Cityblock Health’s General Counsel, Wendy Chow, put this in real terms in conversation with my Josef co-founder Sam Flynn. The key wasn’t just speed, it was trust.

“The business copying the EIN out of a document is no different from me doing it, but they still want Legal to give them the answer so they’re 100% sure they’re not messing things up.” 

“With self-service tools, they still get that it’s coming from Legal, but we don’t have to spend our time doing it at scale.”

Augmentation vs empowerment

AI in legal isn’t a single category; it’s a spectrum.

Co-pilots are inward-facing and augment the work of legal professionals. Self-service tools are outward-facing and empower the business.

Augmentation helps lawyers themselves move faster. Empowerment changes how legal expertise is distributed.

To my eyes, when all the right controls are built in, it’s the latter kind of tools that offer far greater transformative potential for legal teams. 

Picking the right tool for the job

When legal teams take ownership of AI, not just as users, but as creators and stewards, something shifts. They move from reactive to proactive. They stop being the bottleneck. 

The business gets reliable answers when it needs them. The lawyers get to focus on complex, strategic, human work. 

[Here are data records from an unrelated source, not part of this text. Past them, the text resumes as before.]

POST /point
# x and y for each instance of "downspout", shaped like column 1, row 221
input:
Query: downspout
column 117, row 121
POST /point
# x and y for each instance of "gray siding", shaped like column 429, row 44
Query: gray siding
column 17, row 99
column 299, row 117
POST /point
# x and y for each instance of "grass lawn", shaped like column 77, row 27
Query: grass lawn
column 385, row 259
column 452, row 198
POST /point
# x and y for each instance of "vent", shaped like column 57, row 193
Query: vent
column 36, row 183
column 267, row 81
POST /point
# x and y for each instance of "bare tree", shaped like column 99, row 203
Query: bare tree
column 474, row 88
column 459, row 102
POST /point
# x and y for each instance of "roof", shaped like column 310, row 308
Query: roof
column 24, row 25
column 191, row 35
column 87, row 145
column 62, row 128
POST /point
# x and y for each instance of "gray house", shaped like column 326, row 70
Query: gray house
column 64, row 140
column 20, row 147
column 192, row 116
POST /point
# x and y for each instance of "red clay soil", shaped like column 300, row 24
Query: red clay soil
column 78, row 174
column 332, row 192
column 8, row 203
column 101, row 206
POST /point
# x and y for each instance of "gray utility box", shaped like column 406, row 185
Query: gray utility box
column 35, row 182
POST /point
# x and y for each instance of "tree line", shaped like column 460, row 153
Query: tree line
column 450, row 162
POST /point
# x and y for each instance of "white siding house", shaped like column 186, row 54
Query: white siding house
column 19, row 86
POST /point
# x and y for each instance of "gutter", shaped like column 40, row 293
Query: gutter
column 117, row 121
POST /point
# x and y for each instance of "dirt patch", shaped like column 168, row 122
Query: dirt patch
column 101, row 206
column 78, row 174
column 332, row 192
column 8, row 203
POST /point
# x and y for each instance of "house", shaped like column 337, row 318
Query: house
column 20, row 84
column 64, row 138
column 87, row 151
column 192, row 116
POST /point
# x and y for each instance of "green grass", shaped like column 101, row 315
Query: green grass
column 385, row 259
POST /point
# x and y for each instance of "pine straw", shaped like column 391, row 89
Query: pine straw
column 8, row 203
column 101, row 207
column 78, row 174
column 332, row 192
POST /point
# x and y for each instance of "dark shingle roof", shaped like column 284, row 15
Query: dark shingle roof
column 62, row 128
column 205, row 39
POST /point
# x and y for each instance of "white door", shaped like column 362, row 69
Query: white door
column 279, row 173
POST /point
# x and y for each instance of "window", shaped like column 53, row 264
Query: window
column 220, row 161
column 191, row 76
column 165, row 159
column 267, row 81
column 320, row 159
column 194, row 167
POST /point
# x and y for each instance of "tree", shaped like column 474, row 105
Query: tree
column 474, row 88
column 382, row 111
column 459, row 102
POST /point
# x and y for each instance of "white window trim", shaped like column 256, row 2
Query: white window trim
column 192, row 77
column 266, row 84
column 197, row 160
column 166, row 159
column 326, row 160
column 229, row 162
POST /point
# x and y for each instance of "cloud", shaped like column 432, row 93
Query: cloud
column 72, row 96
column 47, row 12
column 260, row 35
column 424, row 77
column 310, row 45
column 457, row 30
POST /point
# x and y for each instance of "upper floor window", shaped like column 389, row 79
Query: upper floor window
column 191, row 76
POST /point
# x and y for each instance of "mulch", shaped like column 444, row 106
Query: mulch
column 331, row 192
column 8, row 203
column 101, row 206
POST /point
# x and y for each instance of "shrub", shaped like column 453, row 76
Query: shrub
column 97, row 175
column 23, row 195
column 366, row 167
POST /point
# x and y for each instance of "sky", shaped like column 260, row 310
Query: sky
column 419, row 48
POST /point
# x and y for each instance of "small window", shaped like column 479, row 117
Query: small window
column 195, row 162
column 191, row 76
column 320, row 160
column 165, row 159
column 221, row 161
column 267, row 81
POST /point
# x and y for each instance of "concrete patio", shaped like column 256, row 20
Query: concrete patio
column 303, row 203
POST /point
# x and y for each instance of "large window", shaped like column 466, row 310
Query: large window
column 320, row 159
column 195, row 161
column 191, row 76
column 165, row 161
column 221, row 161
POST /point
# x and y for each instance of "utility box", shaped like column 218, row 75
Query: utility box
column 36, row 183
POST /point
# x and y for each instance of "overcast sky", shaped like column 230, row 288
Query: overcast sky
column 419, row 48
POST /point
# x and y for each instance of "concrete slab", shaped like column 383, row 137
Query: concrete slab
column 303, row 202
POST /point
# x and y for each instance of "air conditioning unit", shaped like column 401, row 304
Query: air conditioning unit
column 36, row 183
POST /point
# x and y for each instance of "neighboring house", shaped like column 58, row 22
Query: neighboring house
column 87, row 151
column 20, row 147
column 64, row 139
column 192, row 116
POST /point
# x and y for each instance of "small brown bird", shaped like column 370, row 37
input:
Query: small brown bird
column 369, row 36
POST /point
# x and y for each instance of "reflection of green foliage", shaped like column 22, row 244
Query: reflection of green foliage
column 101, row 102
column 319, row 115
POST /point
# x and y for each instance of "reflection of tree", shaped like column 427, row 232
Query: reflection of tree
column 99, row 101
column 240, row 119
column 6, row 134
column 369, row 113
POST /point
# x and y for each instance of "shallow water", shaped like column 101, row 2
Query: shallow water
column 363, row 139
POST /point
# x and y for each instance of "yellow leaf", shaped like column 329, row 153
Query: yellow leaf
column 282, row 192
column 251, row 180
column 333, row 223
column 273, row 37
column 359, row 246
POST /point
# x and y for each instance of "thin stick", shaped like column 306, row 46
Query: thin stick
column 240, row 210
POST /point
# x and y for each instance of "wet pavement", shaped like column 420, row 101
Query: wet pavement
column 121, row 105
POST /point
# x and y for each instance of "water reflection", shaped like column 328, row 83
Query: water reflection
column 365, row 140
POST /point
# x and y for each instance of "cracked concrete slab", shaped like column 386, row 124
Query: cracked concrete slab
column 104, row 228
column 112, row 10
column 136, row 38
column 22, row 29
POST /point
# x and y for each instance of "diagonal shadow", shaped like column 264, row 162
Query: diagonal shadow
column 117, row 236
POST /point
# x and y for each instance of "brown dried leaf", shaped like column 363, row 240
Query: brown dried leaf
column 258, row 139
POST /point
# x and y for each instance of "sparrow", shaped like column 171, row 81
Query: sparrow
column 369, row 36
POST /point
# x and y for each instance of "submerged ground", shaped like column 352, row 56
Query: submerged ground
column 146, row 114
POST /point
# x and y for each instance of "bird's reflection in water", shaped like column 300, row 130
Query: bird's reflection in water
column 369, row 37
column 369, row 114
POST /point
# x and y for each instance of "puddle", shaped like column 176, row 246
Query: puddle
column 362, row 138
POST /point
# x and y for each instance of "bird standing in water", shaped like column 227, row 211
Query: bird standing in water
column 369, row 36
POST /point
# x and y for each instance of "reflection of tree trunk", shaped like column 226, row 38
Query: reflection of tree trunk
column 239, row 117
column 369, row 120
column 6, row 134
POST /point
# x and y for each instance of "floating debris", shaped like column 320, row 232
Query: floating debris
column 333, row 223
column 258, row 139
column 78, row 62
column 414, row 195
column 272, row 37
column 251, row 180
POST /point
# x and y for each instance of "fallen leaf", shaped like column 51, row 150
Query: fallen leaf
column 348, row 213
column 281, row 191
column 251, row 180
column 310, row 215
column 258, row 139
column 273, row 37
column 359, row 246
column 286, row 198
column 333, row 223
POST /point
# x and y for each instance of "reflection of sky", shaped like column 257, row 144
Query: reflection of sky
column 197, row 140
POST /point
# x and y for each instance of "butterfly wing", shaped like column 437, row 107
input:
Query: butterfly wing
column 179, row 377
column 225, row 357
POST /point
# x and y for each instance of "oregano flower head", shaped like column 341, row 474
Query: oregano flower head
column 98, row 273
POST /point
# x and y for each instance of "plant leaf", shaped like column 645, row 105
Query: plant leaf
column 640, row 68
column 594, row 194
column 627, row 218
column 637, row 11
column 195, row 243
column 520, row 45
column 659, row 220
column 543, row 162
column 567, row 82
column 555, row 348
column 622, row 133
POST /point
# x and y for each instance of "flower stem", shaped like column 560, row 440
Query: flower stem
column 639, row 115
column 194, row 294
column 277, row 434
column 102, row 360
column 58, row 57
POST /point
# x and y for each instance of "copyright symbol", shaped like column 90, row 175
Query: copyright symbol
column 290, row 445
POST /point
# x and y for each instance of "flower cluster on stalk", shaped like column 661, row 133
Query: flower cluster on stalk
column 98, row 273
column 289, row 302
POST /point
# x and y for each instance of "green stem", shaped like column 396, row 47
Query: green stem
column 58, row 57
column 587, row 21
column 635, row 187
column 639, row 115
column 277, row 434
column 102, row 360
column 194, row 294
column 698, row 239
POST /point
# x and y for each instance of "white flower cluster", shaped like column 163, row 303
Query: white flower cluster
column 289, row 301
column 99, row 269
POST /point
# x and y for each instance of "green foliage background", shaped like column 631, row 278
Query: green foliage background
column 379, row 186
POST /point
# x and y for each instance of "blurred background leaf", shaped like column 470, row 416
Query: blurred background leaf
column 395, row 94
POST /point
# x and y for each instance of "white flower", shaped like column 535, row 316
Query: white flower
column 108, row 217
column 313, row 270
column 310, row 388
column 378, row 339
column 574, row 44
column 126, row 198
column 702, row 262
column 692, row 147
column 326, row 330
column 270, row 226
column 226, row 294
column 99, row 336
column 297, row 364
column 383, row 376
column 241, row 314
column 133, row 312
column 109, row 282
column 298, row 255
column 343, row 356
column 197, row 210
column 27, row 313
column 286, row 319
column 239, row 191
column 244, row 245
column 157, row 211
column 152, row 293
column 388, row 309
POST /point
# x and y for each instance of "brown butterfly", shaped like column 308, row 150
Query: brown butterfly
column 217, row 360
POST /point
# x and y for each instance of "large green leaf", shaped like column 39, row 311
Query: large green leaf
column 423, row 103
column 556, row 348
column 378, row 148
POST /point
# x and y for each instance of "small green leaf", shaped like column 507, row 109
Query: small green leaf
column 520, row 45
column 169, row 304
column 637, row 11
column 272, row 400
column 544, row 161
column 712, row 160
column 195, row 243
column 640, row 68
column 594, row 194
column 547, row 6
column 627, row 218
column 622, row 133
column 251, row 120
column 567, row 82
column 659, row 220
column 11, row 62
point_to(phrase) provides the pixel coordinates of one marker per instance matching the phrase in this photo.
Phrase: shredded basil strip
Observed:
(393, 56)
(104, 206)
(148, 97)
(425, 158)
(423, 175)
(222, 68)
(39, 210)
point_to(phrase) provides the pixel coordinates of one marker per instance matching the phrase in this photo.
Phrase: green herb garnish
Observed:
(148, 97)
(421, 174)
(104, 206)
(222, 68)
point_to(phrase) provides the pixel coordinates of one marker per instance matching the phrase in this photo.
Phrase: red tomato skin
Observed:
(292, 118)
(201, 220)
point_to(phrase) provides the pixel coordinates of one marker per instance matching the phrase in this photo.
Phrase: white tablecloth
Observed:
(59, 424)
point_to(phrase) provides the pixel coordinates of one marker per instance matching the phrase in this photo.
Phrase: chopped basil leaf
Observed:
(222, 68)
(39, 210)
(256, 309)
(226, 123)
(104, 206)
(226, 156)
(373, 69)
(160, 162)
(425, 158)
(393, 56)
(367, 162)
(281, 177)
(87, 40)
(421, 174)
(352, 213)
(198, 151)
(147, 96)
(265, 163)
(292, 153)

The future of AI in legal won’t be defined by fully autonomous systems replacing lawyers. It will be defined by empowered professionals using the right tools for the job and complete control over how they are used.


Tom Dreyfus is cofounder and CEO of Josef and leads the company strategy and global relationships with customers and technology partners. He brings a global perspective on the legal industry, with experience working in law firms, universities, in-house teams and the court system both in Australia and the United States.